Pages Management Tab Once your crawler is set up, head over to the Pages tab. This is your control centre for the specific URLs the bot is reading. We’ve added some powerful new tools here:

➕ Add Page (Surgical Precision)

Sometimes you don’t need to crawl a whole website or an entire sitemap. If you have just published a single new blog post or an external article you want the bot to learn right now, simply click + Add Page. This allows you to manually inject specific URLs straight into the bot’s brain.

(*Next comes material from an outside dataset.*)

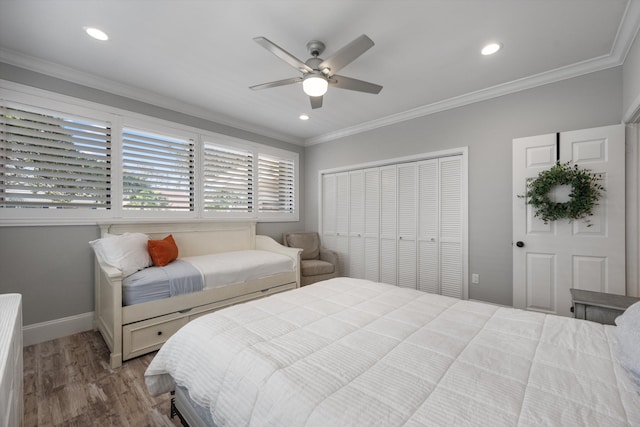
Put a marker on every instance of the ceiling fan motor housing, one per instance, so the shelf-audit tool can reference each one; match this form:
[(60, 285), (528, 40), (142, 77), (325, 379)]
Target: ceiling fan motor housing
[(315, 47)]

🔄 Rescrape Downloads (The Second Chance)

Did a website connection glitch out? Or maybe you updated the text on your website and want the bot to learn it immediately without waiting for the next scheduled cycle? Click the Rescrape Downloads button. This tells the system: “Take all the documents we’ve already downloaded and try to extract their information again.” It’s the perfect refresh button.

📊 Status Traffic Lights (What’s happening?)

In the Pages list, you’ll see the exact status of every single URL. Here’s what they mean:
  • 🟢 Scraped / Indexed: Success! ✅ The content has been read, processed and is now safely stored in the agent’s brain.
  • 🟠 Downloaded: The page has been downloaded but not yet processed (it’s still “digesting” the information).
  • 🔴 Error: Something went wrong. The website might be down, require a login, or has an anti-bot firewall blocking the way.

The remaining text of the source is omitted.